Imagine a low dark coastline shelving back through a series of eroded fossil beaches into a desolation which makes the deepest waste of Viriconium seem like a water meadow. Nothing lives about these beaches but limpets and kelp, a few curiously furtive terns which survive for the most part by eating one another’s eggs, and in season a handful of deformed seals. Chemical rivers make their way here from the continental marshes north and west; tars and oils from sumps a thousand years old and a thousand miles inland trickle sluggishly down the terraces of black pumice, staining them emerald green, ochre, purple. Imagine a glaucous ocean; a low swell at the freezing point, lapping at the brutal shore. Strings and bulbs of mi
neral pigment wave beneath the water like weed, growing from the chemical silt. There is no wind to speak of. Out to sea about a mile, a bank of mist is rolling south, parallel to the coast.
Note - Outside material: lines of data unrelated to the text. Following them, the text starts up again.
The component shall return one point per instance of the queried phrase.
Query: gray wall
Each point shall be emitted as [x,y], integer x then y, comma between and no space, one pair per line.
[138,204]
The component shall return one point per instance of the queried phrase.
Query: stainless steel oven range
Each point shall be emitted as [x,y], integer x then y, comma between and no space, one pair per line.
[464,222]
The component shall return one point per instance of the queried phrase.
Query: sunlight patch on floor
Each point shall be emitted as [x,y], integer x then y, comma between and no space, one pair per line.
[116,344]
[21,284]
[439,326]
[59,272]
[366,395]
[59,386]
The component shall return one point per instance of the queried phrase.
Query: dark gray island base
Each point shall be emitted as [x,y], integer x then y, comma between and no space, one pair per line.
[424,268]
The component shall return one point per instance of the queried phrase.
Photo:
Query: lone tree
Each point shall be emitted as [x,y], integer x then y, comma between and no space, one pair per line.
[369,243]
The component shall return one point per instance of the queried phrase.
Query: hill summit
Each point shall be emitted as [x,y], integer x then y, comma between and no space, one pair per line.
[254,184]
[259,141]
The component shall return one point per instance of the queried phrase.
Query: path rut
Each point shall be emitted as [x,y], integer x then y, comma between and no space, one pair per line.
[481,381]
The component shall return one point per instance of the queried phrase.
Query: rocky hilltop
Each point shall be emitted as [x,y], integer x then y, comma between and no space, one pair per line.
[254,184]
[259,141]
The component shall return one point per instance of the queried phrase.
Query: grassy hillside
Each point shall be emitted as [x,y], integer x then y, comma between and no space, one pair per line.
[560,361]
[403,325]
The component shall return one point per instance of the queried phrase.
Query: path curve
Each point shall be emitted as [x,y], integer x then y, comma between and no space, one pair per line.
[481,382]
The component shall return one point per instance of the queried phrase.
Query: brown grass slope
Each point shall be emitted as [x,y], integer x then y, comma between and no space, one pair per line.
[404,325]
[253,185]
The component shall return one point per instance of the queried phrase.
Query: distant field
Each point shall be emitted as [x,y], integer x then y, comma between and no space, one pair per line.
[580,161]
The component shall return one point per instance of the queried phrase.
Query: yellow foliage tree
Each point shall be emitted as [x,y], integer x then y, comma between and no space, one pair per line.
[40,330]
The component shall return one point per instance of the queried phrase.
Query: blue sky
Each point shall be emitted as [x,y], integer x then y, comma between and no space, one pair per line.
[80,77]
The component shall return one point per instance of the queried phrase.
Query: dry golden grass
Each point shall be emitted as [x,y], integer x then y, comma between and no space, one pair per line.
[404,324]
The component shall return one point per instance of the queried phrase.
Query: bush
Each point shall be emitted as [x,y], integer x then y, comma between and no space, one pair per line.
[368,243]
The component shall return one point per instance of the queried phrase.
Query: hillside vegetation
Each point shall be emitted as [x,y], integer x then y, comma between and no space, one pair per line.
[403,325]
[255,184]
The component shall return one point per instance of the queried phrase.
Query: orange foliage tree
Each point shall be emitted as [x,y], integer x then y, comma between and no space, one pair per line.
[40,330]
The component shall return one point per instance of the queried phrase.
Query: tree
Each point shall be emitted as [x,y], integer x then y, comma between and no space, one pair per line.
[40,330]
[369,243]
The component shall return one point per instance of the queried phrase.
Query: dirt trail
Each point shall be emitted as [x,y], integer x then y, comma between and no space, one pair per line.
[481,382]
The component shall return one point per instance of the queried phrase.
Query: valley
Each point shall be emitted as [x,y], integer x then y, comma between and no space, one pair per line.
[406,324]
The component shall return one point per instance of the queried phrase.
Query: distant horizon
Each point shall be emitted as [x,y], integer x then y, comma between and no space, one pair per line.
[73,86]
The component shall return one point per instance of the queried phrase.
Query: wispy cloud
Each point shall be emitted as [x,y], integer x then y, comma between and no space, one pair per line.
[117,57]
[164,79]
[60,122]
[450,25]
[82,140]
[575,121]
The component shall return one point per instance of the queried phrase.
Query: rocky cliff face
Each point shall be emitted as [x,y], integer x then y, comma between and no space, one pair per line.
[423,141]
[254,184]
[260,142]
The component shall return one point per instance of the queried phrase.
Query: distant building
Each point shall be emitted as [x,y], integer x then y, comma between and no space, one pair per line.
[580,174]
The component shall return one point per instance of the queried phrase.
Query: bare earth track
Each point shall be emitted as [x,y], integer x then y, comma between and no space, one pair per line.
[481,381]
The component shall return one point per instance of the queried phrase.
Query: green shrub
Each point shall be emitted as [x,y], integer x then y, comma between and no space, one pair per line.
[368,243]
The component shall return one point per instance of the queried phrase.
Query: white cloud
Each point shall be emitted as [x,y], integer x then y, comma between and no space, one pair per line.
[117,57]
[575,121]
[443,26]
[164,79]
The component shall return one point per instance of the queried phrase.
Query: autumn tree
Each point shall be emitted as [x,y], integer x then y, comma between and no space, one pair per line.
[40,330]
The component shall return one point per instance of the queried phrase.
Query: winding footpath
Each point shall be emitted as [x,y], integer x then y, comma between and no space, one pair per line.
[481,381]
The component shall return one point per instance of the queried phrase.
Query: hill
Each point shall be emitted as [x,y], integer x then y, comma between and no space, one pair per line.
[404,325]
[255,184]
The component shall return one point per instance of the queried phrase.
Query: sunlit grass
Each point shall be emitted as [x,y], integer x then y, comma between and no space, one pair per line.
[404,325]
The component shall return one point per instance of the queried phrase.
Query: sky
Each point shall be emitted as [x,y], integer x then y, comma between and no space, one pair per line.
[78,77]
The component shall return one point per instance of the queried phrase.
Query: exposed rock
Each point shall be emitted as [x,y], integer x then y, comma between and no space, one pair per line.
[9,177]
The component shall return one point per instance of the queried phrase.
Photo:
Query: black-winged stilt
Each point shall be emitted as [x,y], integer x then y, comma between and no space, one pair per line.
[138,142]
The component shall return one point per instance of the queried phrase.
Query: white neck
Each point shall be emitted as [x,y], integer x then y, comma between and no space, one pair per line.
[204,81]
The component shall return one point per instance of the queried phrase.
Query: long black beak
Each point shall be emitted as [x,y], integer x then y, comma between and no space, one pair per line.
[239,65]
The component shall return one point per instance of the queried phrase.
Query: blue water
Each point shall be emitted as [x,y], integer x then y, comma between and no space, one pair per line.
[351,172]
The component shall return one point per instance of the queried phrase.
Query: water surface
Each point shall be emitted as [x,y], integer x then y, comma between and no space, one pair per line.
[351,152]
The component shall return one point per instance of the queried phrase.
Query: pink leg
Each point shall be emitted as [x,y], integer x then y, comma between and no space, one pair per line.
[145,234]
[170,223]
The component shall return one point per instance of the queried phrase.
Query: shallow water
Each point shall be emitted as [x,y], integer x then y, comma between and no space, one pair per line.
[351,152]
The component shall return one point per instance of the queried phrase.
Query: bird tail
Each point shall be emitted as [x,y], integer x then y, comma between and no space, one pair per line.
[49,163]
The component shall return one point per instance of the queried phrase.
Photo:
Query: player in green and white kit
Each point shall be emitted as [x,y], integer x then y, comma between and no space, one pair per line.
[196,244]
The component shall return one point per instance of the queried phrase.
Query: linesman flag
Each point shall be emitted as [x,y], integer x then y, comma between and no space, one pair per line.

Imagine a white ship: rudderless, masts bent beneath their load of ice.
Her deck plates are up, buckled like lead foil, her wheelhouse blackened by the same fire which lately ate into her hull amidships. Her figurehead hangs loose in a wreck of stays, a partly human form difficult of exact description. She is down at the stern and listing to starboard. Silently, captured by some current invisible from the shore, she is drawn in toward the beach, quicker and quicker until she rams the stained pumice shelves with a groan and, ripped open, goes over by the bow and begins to sink. A few birds fly up from her yards. Chips of ice rattle down. A sail, partly unfurled by the shock of the collision, shows a great drunken beetle to the empty beach. Bedded in the poisonous silt, she will settle no further, but nudges the shore with every wave.
After a few minutes a grotesque shape begins to form in the cold air above her shattered deck, like a crude figure of a man projected somehow on a puff of steam.
9
THE EXPLANATIONS OF THE ANCIENT AIRBOATMAN
Midwinter clutches the Pastel City, cold as thought.
In the Cispontine Quarter the women have been to and fro all day gathering fuel. By afternoon they had stripped the empty lots to the bare hard soil, bobbing in ragged lines amid the sad induviate stems of last year’s growth, their black shawls giving them the air of rooks in a potato field. Not an elder or bramble is left now but it is a stump; and that will be grubbed up tomorrow by some enterprising mattock in a bony hand. At twilight, which-exhaled, as it were, from every shattered corner-comes early to the city’s broken parts, they filled the nearby streets for half an hour, hurrying westwards with their unwieldy bundles to where, along the Avenue Fiche and the Rue Sepile, Margery Fry Road and the peeling old “Boulevard Saint Ettiene,” the old men sat waiting for them with souls shrivelled up like walnuts in the cold. Now they sit by reeking stoves, using the ghost of a dog rose to cook cabbage!